"She's sleeping with her boss and his wife doesn't even know!"
"It's just not working out ... I think we should break up."
"I just heard he's going to be fired tomorrow — but don't tell anyone."
Firing off personal e-mail (search) messages such as these to friends, family and co-workers is standard practice among many — in spite of wide reports that the medium is not necessarily private.
And these days, it's not just crooked CEOs having their e-mails trolled. A recent ruling by the First Circuit Court of Appeals (search) found that if an Internet Service Provider (search) copies and reads your e-mail for commercial gain, it is not breaking federal wiretap laws (search).
But still, many people take about as much time to consider what to write in an e-mail as it takes to send it.
"I still send rather personal information to individuals without any fear," said Lauren Friedman, a senior at Stanford University. "After all, the worst that can happen is someone else reads my love confession or really embarrassing moment. They'll know a bit about my personal life, but I won't get in any legal sort of quandary."
But even a sweet love note could breach a workplace's e-mail policy.
"E-mail is certainly a part of our lives," said Jacqueline Whitmore, founder of The Protocol School of Palm Beach, which offers business etiquette classes. "I don’t think you should be sending personal messages on the company computer — you should save those for when you get home."

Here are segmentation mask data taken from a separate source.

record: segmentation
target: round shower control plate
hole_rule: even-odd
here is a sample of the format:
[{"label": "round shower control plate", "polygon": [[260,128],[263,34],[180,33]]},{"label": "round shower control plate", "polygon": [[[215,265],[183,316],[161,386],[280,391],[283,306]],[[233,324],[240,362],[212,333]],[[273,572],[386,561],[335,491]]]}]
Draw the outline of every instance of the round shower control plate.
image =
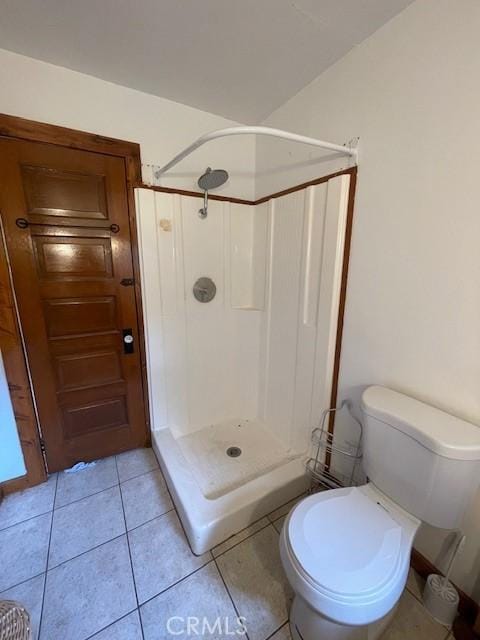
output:
[{"label": "round shower control plate", "polygon": [[238,456],[241,455],[242,450],[240,449],[240,447],[228,447],[227,456],[229,456],[229,458],[238,458]]},{"label": "round shower control plate", "polygon": [[199,302],[210,302],[217,293],[217,287],[211,278],[199,278],[193,285],[193,295]]}]

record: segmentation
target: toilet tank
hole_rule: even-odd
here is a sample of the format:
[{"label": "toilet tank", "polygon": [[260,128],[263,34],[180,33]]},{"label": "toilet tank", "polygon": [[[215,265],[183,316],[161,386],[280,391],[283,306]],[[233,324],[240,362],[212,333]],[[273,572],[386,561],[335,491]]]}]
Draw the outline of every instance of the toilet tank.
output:
[{"label": "toilet tank", "polygon": [[369,480],[423,522],[459,528],[480,482],[480,427],[379,386],[362,411]]}]

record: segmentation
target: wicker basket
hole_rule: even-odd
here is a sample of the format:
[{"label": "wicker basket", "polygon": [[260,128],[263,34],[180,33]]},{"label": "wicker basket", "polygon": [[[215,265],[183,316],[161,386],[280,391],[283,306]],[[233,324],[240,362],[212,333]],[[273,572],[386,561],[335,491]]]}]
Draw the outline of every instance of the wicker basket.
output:
[{"label": "wicker basket", "polygon": [[30,616],[18,602],[0,600],[0,640],[30,640]]}]

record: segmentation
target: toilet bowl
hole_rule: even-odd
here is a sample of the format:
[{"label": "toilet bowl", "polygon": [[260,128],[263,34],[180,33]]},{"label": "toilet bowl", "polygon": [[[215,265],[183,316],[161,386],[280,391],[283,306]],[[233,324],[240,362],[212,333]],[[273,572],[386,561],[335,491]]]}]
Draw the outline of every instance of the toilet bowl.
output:
[{"label": "toilet bowl", "polygon": [[295,591],[292,637],[379,638],[405,587],[419,525],[372,484],[302,500],[280,537]]},{"label": "toilet bowl", "polygon": [[384,387],[362,396],[369,482],[290,512],[280,556],[294,640],[377,640],[395,613],[422,522],[460,526],[480,477],[480,428]]}]

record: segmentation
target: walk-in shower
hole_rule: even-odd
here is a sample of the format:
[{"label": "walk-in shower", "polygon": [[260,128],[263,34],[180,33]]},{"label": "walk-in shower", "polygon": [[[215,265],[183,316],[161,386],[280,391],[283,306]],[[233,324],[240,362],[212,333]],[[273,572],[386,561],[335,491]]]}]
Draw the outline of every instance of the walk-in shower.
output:
[{"label": "walk-in shower", "polygon": [[352,175],[258,203],[222,193],[204,219],[198,197],[137,190],[152,441],[195,553],[306,487],[331,402]]}]

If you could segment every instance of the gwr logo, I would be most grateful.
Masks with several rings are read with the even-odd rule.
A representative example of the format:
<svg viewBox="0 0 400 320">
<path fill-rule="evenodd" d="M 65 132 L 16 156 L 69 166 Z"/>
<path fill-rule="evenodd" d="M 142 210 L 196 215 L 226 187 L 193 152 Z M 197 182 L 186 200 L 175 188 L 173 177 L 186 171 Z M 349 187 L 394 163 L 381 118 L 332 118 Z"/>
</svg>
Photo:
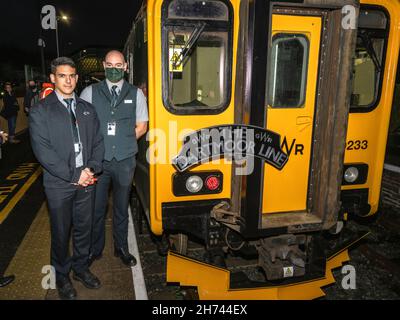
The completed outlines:
<svg viewBox="0 0 400 320">
<path fill-rule="evenodd" d="M 283 142 L 281 144 L 281 149 L 290 157 L 291 153 L 294 150 L 294 155 L 303 155 L 303 151 L 304 151 L 304 144 L 300 144 L 300 143 L 296 143 L 296 139 L 292 140 L 292 143 L 289 144 L 287 142 L 286 137 L 283 139 Z"/>
</svg>

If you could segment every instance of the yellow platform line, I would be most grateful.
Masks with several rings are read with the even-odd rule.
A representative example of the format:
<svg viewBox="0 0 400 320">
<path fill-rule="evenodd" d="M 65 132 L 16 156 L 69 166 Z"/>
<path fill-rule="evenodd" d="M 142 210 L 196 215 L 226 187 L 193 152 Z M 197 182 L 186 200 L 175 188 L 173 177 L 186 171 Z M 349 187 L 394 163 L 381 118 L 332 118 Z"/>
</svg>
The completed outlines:
<svg viewBox="0 0 400 320">
<path fill-rule="evenodd" d="M 14 209 L 16 204 L 21 200 L 26 191 L 31 187 L 31 185 L 36 181 L 36 179 L 42 174 L 42 168 L 39 167 L 36 169 L 33 175 L 28 179 L 27 182 L 22 186 L 22 188 L 16 193 L 14 197 L 8 202 L 8 204 L 4 207 L 2 211 L 0 211 L 0 224 L 7 219 L 11 210 Z"/>
</svg>

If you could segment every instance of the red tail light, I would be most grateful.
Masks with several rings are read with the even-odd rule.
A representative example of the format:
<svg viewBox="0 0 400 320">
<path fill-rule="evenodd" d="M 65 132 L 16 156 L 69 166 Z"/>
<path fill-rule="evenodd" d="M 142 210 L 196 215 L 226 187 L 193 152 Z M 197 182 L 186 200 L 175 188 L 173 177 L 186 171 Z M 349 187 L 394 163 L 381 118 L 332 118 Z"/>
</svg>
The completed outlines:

Whitmore added that there are some exceptions.
"There is a difference between sending office gossip and sending a few lines that is personal but not harmful."
Whitmore said people might know that it's possible for others to read their e-mail, but they don't believe it will ever happen to them.
"If they do anything suspicious, that is one way the company can check out their reputation. They need to be extremely careful," she warned.
But with so many people getting away with it, it's no wonder that many employees don't feel e-mail fear, Whitmore said, offering an example from a previous job.
"One of the men — he was on the management committee — was sending pornographic pictures throughout the company and sent it to the wrong list of people, which included two women. These women got terribly offended and he got called in by the president and basically just got his wrist slapped and is still with the company. I would suspect to this day he still does it."
Pam Small of Falls Church, Va., may be an exception to the rule — she's tempered her e-mailing to protect her privacy.
Small said it's clear to her that "e-mail sent through my company computer is not private — it doesn't belong to me and should be respected as the property of the company.
"On the Internet, nothing private is private. And anything that you wouldn't want to see on the front page of The New York Times should never be sent. Not to mention that e-mail is discoverable evidence — so why play with fire if you don't have to?"
Friedman said for the generation raised on keyboards, e-mailing is second nature.
"It's a normal part of life, like slipping notes to each other in class. People don't understand how it's different."
The proliferation of e-mailing could be a gold mine for marketers, who could potentially use messages to profile users.
Under the First Circuit Court of Appeals' decision, "any node on the Internet that passes e-mails could flip a switch and start looking at any e-mail that passed through it," Kevin Bankston, a lawyer at the Electronic Frontier Foundation, told the Wall Street Journal.
As for rulings and studies suggesting e-mail is not private, Friedman said: "I really don't think anyone pays attention to that stuff, not only because we are so used to it, [but because] it's hard to change how you already perceive something. If someone were to tell me that about my cell phone, it would be very hard to change it. It's hard to break that habit."
But some have been forced to. Friedman said many of her friends are currently doing summer internships in offices where Web mail such as Yahoo is not accessible on company computers — a restriction she thinks will backfire.
"I know that the intention is good to limit personal communications at work — but I think it's actually going to encourage them to use their work e-mail accounts for play," she said.